In a CNBC-TV18 poll most experts said that their former GDP estimate was at Rs 54.85 or Rs 54.90 lakh crore for FY13 given a 5.4 percent growth. But, the CSO has estimated FY13 at Rs 55.03 lakh crore, which is Rs 20-25,000 crore more than analysts’ expectations.
The GDP forecast came in at 5 percent because only last week the CSO had revised last years GDP higher by Rs 40,000 crore whereas the original estimate was nearly Rs 52.03 lakh crore. It got revised up to 52.43 lakh crore. Although the current CSO-GDP estimate is Rs 20,000 crore more than what economists were expecting because the base is Rs 40,000 crore more, the gap looks just 5 percent higher and not 5.4 percent higher.
This is more a statistical game or a puzzle because previous year estimates were revised higher so the rate of growth looks lower. Otherwise it is not as if this is fresh slowdown news. One is right in arguing that this is a slowdown whether it is 5.4 percent or 5 percent and we need reforms.

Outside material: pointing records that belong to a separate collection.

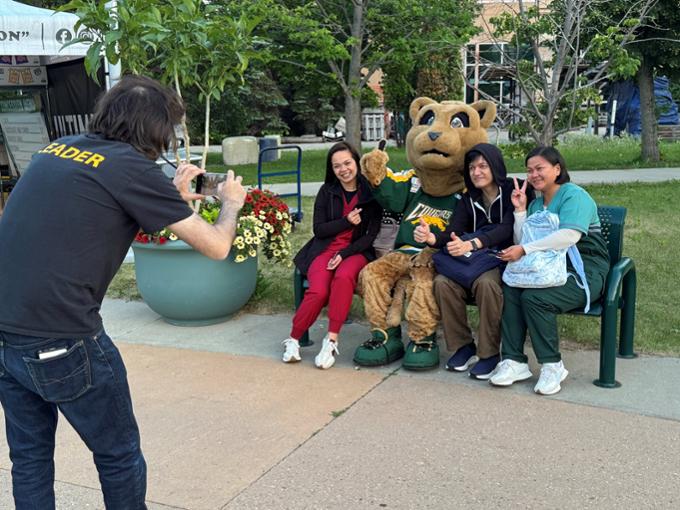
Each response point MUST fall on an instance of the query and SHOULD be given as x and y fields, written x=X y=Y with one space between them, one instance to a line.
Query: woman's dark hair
x=139 y=111
x=339 y=147
x=552 y=156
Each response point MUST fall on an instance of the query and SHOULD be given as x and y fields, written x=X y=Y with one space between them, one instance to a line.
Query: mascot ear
x=486 y=110
x=417 y=104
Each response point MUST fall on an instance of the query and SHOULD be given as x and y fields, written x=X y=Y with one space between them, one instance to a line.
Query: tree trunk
x=353 y=90
x=650 y=140
x=185 y=129
x=206 y=138
x=547 y=134
x=353 y=120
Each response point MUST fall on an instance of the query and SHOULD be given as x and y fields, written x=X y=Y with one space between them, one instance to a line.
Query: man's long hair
x=139 y=111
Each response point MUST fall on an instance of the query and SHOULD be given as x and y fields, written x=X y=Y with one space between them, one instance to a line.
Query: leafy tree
x=657 y=46
x=558 y=59
x=189 y=42
x=354 y=38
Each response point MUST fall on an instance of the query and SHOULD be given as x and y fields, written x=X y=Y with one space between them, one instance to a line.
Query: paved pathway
x=226 y=425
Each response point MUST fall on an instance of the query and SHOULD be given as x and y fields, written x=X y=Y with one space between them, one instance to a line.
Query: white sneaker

The RBI and the government have to be keen on all that, but it should not be looked at as a fresh bout of slowdown. Actually, the output put out by the CSO is Rs 20,000 crore more than what the analyst thought. A lot goes into these GDP numbers and when one reads between the lines it is realized that it the number is actually not the shocker that the headline number seems to suggest.